– Мы так всегда в Петербурге жили. Плоткин в одной комнате, а я в другой – у его дверей.
Фридрих рассмеялся. Я даже и не думал, что в таком возрасте можно хохотать так самозабвенно!
– Потрясающая идея пришла мне в голову! – еле выговорил Фридрих. – Как только в моей постели окажется кто-то из дам, и я, как обычно, к сожалению, буду вынужден признать себя несостоятельным, я же всегда смогу призвать тебя на помощь! А, Кыся? По-моему, замечательная идея!
Я вежливо похихикал в ответ, а сам подумал: "Господи! Как говорится, "Сохрани и помилуй!.." Как было бы прекрасно, если бы моя помощь понадобилась только в этом случае!.."
Для того, чтобы скрыть свое смятение, я сделал вид, что разглядываю висящую на стене небольшую картинку, кстати, действительно оказавшуюся мне знакомой.
– Нравится? – продолжая улыбаться, спросил меня Фридрих.
– Очень! – искренне сказал я. – Это Матисс…

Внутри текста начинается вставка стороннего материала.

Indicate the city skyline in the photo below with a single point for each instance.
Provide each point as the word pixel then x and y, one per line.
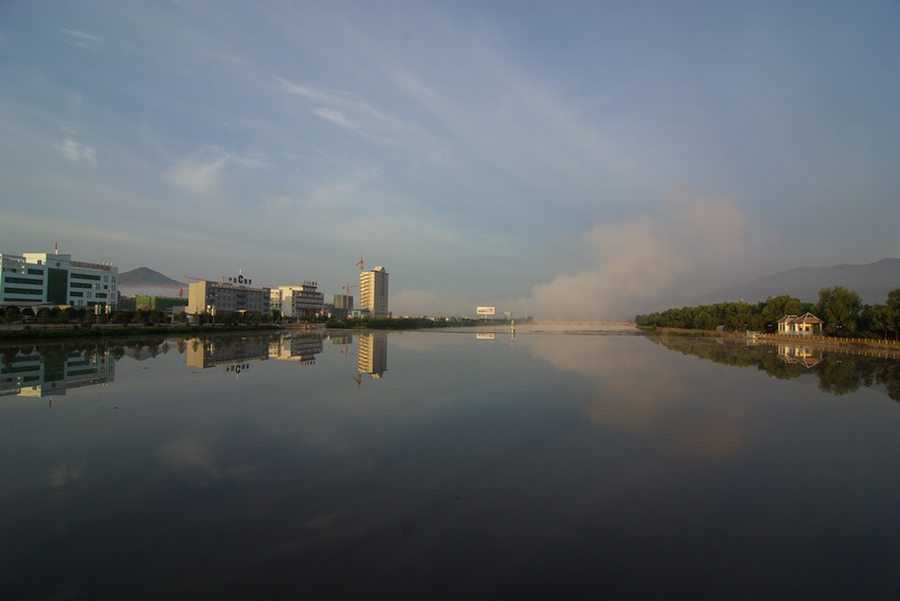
pixel 574 160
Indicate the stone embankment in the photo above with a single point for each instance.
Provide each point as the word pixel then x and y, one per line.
pixel 854 346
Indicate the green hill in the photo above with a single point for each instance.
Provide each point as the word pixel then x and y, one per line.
pixel 144 276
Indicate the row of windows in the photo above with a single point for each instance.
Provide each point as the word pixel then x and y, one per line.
pixel 16 280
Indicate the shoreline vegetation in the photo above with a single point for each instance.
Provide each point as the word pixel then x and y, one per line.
pixel 864 346
pixel 842 311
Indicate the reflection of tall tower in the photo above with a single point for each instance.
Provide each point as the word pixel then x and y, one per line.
pixel 373 354
pixel 373 292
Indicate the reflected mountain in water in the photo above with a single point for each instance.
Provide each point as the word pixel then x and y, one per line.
pixel 838 373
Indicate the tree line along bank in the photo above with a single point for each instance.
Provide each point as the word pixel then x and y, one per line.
pixel 842 310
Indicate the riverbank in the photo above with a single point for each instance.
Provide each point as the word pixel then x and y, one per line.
pixel 59 332
pixel 856 346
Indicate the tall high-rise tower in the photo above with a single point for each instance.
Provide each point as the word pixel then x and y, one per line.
pixel 373 292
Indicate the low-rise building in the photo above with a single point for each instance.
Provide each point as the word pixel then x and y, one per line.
pixel 211 297
pixel 297 301
pixel 805 325
pixel 44 278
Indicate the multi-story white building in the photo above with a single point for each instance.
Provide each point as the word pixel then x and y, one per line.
pixel 372 354
pixel 212 297
pixel 297 301
pixel 32 374
pixel 373 292
pixel 43 278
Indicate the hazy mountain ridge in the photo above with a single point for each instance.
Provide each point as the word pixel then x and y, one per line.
pixel 872 281
pixel 144 277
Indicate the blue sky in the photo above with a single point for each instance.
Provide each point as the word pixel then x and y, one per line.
pixel 572 159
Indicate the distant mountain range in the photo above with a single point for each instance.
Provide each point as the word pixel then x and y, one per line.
pixel 872 282
pixel 144 277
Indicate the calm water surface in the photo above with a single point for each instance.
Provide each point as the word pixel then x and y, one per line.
pixel 590 464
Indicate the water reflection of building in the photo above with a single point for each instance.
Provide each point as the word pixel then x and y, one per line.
pixel 296 348
pixel 37 375
pixel 373 354
pixel 218 351
pixel 805 356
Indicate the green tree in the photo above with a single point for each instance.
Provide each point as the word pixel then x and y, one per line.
pixel 840 309
pixel 891 314
pixel 11 315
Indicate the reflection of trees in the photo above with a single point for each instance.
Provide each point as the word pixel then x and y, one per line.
pixel 838 373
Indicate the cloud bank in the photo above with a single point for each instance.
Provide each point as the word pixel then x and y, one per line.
pixel 641 263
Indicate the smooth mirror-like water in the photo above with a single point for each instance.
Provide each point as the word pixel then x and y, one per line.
pixel 429 465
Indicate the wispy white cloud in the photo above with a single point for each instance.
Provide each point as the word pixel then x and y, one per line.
pixel 334 116
pixel 82 39
pixel 635 263
pixel 75 152
pixel 197 177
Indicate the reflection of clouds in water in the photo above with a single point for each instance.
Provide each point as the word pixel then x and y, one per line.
pixel 648 398
pixel 64 474
pixel 189 455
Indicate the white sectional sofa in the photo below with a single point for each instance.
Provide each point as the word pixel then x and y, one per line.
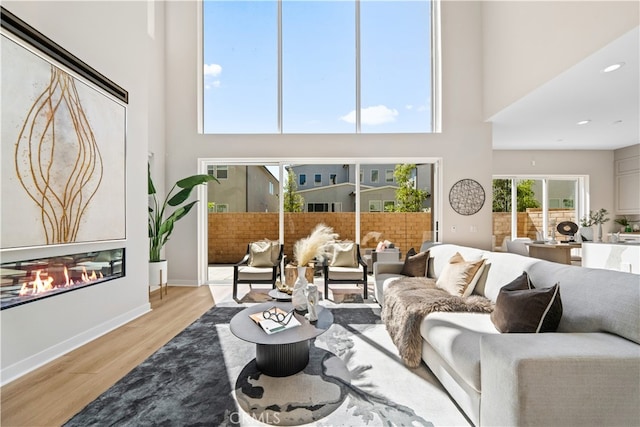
pixel 586 373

Фридрих фон Тифенбах покачнулся и чуть не рухнул на пол!
Он ухватился за спинку высокого кожаного кресла, стоявшего у письменного стола, и неловко упал в него, вцепившись побелевшими от напряжения пальцами в подлокотники кресла.
– Что ты сказал?!! – прошептал он, и я испугался, что его сейчас хватит кондрашка.
Вот таких резких перепадов настроения у пожилых – что Котов, что Людей – я очень боюсь. Это просто невероятно опасно.
– Я сказал, что это картина Матисса. Был такой французский художник… – попытался я его успокоить.
– Я-то это знаю!.. – негромко, и почему-то очень тонким голосом прокричал фон Тифенбах. – А вот откуда это знаешь ТЫ?!.
Наверное, с того момента, как я что-то понял про Франца Мозера, я тоже находился на таком нервном вздрюче, что как только посмотрел на эту картинку, так в башке у меня открылась какая-то створка, и в памяти неожиданно всплыла и картинка, и имя художника. У Шуры Плоткина было ужасно много очень красивых цветных альбомов, и мы с ним иногда рассматривали в них любимые Шурой картинки.
Я поспешил объяснить это Фридриху, и он понемногу стал приходить в себя.
– Это подлинник, – слабым голосом проговорил он, и я почувствовал, что он очень гордится этим словом.
Я понятия не имел, что такое "подлинник", но переспрашивать не стал. "Подлинник" и "подлинник"… Подумаешь, невидаль! У нас с Шурой таких подлинников в альбомах было несколько сотен…
Почему я, спустя месяц после моего вселения в дом Фридриха фон Тифенбаха, так подробно рассказываю о первом… вернее, – о первых днях своего пребывания в Грюнвальде?
Наверное, потому, что новизна увиденного, еще не притупленная привычной будничностью, всегда требует некоего выплеска на аудиторию. Начинаешь чувствовать свою исключительность. Вспомните то время, когда поездка нашего Человека за границу была явлением редкостным и выдающимся. Этот же Человек, нашедший в себе силы вернуться домой, рта же не закрывал минимум в течение трех месяцев, рассказывая о своем пребывании ТАМ! От него же деваться было некуда!..
А некоторые не умолкали до глубокой старости и самым естественным образом уходили в мир иной со словами: "…помню, когда мы в шестьдесят девятом году были в Варшаве…" И привет!